[157]: Du Haillan, remarquez-le, écrit en 1586; or, en 1578, Malestroit se plaignoit de même, ce qui prouve qu'alors les années se suivoient et se ressembloient, c'est-à-dire étoient toutes désastreuses. Selon Malestroit, l'année 1578 avoit été tellement mauvaise qu'il eût été injuste d'évaluer d'après elle le prix courant des denrées. «Pour en faire le compte, dit-il, parlant des marchandises qui sont plus périssables, comme bled, vins, etc., il n'est pas raisonnable de nous fonder sur cette année, qui est la plus estrange et irregulière qui ait, par aventure, jamais été vue en France, que les bleds et vins ont esté quasi tous perdus, voire le bois des vignes et les noyers gelez.» (Les paradoxes du seigneur de Malestroict, conseiller du roy et maistre ordinaire de ses comptes, sur le faict des monnoyes, presentez à Sa Majesté au moys de mars MD. LXXVI. Paris, 1578, in-8, sans pagination.)

[158]: Aujourd'hui l'on diroit le cœur. Léon Trippault, dans ses Antiquités d'Orléans, se sert de la même expression pour la ville dont il parle, quand il dit qu'elle est le nombril de Loyre.

[159]: Ce commerce d'échange se faisoit surtout pour les menus objets. A Rome, les petits marchands d'allumettes ne demandoient pas d'argent, mais seulement du verre cassé. V. Juvenal, sat. 5, v. 47; Stace, Sylves, liv. 1, sylv. 6, v. 72. A Paris, au moyen âge, le pain se vendoit comme monnoie courante: on le voit par les Crieries de Guillaume de Villeneuve. A Londres, on entendoit partout crier: L'eau pour le pain; les fagots pour le pain; l'aiguille pour le vieux fer; des balais pour de vieux souliers (Old shoes for some broom)!

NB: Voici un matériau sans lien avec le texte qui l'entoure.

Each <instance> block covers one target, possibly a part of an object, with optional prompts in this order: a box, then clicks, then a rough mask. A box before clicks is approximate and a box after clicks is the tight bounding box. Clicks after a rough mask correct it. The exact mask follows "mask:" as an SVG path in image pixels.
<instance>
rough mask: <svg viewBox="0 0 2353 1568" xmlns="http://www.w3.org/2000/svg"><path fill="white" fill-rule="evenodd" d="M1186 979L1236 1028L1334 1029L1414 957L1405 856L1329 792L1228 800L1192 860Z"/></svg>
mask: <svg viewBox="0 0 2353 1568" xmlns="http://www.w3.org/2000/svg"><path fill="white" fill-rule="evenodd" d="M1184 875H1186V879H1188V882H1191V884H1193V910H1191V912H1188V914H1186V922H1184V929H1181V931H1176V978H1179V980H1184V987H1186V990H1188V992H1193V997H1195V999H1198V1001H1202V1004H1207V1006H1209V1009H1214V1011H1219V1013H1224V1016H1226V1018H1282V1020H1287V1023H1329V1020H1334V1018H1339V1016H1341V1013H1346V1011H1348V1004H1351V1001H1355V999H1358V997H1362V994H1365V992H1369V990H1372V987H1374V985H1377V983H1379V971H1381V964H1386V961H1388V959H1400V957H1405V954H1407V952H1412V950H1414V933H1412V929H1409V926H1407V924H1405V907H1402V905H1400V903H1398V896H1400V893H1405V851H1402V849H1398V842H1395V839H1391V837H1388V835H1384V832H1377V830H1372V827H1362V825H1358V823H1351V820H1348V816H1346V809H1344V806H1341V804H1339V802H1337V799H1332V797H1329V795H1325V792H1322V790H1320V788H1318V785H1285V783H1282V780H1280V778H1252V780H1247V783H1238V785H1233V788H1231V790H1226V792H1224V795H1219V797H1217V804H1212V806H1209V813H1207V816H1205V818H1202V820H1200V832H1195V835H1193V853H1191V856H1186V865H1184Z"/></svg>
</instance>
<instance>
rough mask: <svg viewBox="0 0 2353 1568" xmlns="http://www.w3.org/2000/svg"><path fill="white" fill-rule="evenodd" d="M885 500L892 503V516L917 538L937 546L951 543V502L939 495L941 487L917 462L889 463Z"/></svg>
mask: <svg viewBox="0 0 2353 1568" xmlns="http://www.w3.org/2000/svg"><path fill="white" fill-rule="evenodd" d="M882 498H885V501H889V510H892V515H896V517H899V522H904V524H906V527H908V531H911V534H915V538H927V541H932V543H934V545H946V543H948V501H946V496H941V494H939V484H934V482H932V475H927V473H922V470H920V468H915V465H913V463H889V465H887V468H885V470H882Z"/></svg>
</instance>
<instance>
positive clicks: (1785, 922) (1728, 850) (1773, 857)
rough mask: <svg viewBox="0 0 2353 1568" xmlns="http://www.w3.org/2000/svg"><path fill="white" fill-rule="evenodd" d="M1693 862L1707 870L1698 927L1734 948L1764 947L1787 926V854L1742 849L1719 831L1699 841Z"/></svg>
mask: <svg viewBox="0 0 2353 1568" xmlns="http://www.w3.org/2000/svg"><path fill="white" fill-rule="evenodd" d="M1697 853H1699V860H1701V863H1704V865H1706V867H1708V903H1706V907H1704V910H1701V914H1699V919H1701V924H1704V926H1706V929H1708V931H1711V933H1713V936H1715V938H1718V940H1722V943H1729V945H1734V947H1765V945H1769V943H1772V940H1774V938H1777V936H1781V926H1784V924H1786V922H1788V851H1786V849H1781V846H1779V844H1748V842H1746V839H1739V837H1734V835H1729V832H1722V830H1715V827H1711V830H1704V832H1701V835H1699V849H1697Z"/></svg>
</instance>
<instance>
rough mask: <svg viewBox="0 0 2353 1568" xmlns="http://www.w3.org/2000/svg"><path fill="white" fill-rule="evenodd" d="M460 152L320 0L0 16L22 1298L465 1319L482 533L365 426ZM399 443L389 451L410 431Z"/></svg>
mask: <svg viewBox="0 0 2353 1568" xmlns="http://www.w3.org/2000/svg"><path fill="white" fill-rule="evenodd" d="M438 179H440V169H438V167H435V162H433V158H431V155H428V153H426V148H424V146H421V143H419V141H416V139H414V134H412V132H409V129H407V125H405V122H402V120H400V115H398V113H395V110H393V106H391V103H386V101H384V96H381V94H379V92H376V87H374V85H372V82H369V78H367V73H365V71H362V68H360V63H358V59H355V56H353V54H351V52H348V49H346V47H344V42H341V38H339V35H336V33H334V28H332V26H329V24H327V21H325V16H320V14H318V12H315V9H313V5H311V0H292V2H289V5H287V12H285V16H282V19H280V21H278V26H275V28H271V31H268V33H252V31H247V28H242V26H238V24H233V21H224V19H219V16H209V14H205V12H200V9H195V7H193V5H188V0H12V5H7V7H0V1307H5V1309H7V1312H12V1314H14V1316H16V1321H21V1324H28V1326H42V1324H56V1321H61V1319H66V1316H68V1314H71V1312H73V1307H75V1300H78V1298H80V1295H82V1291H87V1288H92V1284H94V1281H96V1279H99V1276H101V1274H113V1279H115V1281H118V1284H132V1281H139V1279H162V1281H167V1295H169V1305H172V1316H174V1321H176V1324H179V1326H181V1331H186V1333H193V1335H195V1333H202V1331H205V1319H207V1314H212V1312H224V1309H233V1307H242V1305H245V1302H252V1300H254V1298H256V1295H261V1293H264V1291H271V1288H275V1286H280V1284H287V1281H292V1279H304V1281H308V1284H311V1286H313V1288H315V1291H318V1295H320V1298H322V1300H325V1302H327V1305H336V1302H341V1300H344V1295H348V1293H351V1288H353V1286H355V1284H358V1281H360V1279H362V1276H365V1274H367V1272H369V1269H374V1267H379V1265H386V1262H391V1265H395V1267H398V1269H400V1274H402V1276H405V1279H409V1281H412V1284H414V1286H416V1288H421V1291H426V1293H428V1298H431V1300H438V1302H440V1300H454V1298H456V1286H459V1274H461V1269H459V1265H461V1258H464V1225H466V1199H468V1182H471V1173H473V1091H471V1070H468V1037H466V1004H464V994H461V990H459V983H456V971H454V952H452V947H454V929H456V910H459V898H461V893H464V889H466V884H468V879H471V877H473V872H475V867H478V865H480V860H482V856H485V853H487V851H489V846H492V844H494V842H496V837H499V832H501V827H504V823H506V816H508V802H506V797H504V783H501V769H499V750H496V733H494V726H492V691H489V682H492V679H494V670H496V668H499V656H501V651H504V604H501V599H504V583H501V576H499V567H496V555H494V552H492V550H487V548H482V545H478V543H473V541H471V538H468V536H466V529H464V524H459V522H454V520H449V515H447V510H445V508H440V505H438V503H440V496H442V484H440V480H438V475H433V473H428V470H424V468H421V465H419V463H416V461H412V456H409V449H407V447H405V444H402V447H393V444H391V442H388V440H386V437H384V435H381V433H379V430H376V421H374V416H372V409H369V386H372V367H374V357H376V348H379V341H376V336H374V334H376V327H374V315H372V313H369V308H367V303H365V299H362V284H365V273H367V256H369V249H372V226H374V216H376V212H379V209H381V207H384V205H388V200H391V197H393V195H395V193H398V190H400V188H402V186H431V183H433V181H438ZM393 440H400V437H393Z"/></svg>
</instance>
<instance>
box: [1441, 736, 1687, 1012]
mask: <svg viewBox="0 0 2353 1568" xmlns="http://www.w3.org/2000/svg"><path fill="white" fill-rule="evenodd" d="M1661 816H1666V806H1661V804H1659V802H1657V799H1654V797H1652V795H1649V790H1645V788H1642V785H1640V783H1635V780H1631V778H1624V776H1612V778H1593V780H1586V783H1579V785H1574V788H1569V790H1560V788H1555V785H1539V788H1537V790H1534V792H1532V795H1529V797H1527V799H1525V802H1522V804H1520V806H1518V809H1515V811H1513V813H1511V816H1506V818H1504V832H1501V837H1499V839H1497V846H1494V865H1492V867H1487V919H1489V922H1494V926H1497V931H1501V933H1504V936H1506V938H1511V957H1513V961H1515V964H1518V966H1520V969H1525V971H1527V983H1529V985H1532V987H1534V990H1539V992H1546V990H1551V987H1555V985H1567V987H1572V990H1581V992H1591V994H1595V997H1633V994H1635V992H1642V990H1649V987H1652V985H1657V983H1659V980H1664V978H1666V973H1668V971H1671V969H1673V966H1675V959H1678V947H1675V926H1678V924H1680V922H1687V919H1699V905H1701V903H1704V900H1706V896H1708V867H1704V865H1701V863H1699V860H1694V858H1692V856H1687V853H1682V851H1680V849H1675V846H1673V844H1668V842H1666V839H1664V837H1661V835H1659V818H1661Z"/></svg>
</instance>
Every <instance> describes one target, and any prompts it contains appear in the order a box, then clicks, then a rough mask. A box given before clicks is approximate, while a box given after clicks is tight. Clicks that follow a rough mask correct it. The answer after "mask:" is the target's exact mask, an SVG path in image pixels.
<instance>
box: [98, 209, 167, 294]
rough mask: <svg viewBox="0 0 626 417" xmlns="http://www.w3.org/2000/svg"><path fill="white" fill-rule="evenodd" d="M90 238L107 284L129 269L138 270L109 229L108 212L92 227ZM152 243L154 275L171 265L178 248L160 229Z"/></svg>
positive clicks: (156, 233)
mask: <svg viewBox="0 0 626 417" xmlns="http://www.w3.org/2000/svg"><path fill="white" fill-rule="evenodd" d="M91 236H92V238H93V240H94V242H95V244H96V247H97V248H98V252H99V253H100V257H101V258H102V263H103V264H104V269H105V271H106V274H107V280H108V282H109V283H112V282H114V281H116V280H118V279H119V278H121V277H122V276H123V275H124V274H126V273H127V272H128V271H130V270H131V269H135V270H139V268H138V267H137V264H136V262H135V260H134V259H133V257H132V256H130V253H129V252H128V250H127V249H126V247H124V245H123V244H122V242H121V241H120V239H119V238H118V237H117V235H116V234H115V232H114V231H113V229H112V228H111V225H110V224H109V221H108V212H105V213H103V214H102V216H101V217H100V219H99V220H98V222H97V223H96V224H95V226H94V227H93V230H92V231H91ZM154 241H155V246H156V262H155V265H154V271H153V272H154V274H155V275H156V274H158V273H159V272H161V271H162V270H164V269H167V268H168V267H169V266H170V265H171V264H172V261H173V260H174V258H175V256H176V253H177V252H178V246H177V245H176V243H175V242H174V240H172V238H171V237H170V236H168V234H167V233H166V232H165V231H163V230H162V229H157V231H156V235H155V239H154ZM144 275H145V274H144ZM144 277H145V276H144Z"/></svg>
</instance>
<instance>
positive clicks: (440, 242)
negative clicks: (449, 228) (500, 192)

[160]: Aussi ces mines, comme la plupart de celles de l'Europe, avoient-elles été abandonnées. V. Monteil, Hist. des François des divers états, édit. Lecou, XVIe siècle, p. 257, et aux notes, p. 73-74.

[161]: Sur la richesse de ce commerce en France, voy. notre t. 3, p. 3, note.

[162]: Le meilleur venoit de France, surtout d'Angoulême. C'est là que les Elzeviers se fournissoient. Jusqu'au 18e siècle l'Angleterre s'approvisionnoit encore chez nous. V., sur la cherté du papier dans ce pays à cette époque, Le pour et le contre, de l'abbé Prevost, t. 1, p. 323.

[163]: Sur cette précieuse monnoie, dont on attribuoit la fabrication à Raymond Lulle, V. la Notice de M. de Lécluze sur cet alchimiste, p. 28, et le Rabelais, édit. Variorum, t. 2, p. 344.

[164]: Bodin dit la même chose: «Cela fait, écrit-il, que l'Anglois, le Flameng et l'Ecossois, qui font grande trafique de poissons salez, chargent bien souvent de sables leurs vaisseaux, à faute de marchandises, pour venir acheter notre sel à beaux deniers comptant.»

[165]: Ce mot étoit alors du féminin. La citation donnée dans la note précédente en est un exemple. On lit aussi dans Des Periers (conte XI): «Une jeune femme... fut mariée à un marchand d'assez bonne traficque.»

[166]: Sur l'importance et l'étendue de notre commerce d'exportation à cette époque, voyez plusieurs pages très curieuses de la Galerie philosophique du XVIe siècle, par de Mayer, t. 2, p. 323-326. V. aussi le Discours de Bodin.